O Trump tomou partido...
Sim, muito embora a posição dos americanos, historicamente, penda mais para Israel, eles sempre tentaram se manter mais neutros, sempre tentaram deixar canais de comunicação abertos. A história da diplomacia americana nos últimos anos mostra que a diretriz era não tomar decisões radicais, que pudessem afetar um ou outro lado. E o governo Trump quebra essa conduta para adotar uma posição mais radical.

Há o risco de outros países acompanharem a decisão de Trump?
As nações mais importantes, como Rússia, França, Inglaterra, China, Alemanha, os países que importam no cenário internacional, os mais poderosos, eles não vão seguir essa decisão porque sabem que é uma tomada de partido e você vai tomar um lado numa questão, vai ajudar a complicar uma questão que por si já é complicadíssima. E por isso houve a crítica desses países. Pelo olhar da comunidade internacional, essa ainda era uma questão por ser decidida. E é por isso que eles não vão tomar esse lado dos Estados Unidos e é por isso que também criticaram essa tomada de posição americana.

Dentro dos países do Oriente Médio também não há um consenso sobre essa questão.
Não há um consenso porque também entre os países do Oriente Médio, tirando Israel, a própria Liga Árabe não tem uma posição unânime. Os próprios palestinos têm brigas internas, entre os dois principais partidos, o Fatah e o Hamas. Um é mais pró-negociação, outro é mais radical. E também não nos esqueçamos que os Estados Unidos têm fortes aliados na região. A Arábia Saudita é uma aliada norte-americana. Os Estados Unidos tinham base militar ali. Até as decisões militares americanas, de campanhas até contra o Estado Islâmico, a guerra civil no Iêmen, a Arábia Saudita sempre foi aliada americana. Aquela ali é uma região onde as pessoas pisam em ovos o tempo todo. Os americanos precisam de aliados ali até pela questão do petróleo etc. Tem questões culturais que geram uma certa repulsa à influência americana, mas ao mesmo tempo a Arábia Saudita não quer abrir mão dessa relação privilegiada que tem com os EUA. O Egito tem uma relação boa com os EUA também, desde que eles aceitaram aquele acordo de paz no final dos anos 1970, então são muitos os interesses que estão em jogo ali.
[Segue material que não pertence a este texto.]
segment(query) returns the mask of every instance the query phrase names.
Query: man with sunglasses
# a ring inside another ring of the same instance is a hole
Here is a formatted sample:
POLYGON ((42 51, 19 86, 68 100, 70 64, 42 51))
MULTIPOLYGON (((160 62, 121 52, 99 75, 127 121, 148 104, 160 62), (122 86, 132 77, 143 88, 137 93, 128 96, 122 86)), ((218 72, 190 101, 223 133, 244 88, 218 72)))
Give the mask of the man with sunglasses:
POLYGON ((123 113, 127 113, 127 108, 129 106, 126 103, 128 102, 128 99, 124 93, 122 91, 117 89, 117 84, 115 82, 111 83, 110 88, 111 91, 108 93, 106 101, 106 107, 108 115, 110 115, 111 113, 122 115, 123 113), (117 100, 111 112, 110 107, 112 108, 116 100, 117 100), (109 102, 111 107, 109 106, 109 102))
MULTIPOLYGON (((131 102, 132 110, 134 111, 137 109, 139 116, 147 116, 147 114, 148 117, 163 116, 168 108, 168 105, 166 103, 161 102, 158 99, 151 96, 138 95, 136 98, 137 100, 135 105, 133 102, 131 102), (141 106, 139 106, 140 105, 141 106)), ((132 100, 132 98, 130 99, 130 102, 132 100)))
Mas esses países não declararam apoio à decisão de Trump.
Não. A grande maioria deles lamentou essa decisão. Lamentam que uma decisão tenha sido tomada sem que ela tenha sido fruto de uma negociação entre Israel e Palestina. Nenhum aliado importante dos EUA vai tomar essa posição.

Há um risco de guerra decorrente desse posicionamento dos EUA?
Quais são os principais grupos hoje que promoveriam ataques terroristas? Tem o Estado Islâmico, que está enfraquecido, e tem também a Al-Qaeda, que não tem o mesmo poder, digamos assim, que tinha lá pela época do 11 de setembro de 2001 (quando houve o ataque às torres gêmeas, em Nova York). Então, as duas principais organizações que estimulariam e patrocinariam esses ataques terroristas estão enfraquecidas. Mas nada impede de que haja atentados isolados, que são a ação de uma ou duas pessoas ou de um grupo radical que não necessariamente tenha contato com essas organizações e resolva fazer um atentado como alguns desses que ocorreram na França e na Inglaterra, de pegar um carro e atropelar as pessoas ou coisas assim. Esse é um risco que aumenta e é muito difícil prevenir uma coisa dessas. Seria mais fácil prevenir se essas ações terroristas fossem pensadas por essas organizações e fossem extensamente planejadas porque daí os serviços de segurança e de inteligência conseguiriam rastrear. Especificamente no Oriente Médio, você tem um acirramento de ânimos, mas não me parece que isso se torne um conflito entre Israel e Palestina porque a disparidade de força entre eles é muito grande. Eu acho que o governo, a autoridade palestina, não estaria disposta a apostar em um conflito porque eles teriam muito a perder. A força militar de Israel é muito maior.

Como ficam agora as negociações de paz?
Elas já não estão em um estado muito bom e certamente ocorre uma espécie de retrocesso porque, se elas já não estavam evoluindo, então agora você entra numa questão mais complexa ainda, que talvez não haja mais uma predisposição imediata para diálogo de nenhuma das partes e, para retomar a confiança dos dois lados, vai demorar bastante, pelo menos até acabar o governo Trump. Não consigo imaginar que exista um acordo de paz no Oriente Médio sem a participação americana e a participação americana agora, nesse período, está comprometida por essa decisão do Trump. Os palestinos não vão querer ou não vão aceitar os Estados Unidos como um dos patrocinadores ou um dos negociadores desse processo de paz. E olha que eu estou sendo bem otimista, imaginando que depois do Trump venha algum presidente mais predisposto ao diálogo, que consiga reconstruir essa relação de confiança, refazer essa ponte de diálogo entre os dois lados.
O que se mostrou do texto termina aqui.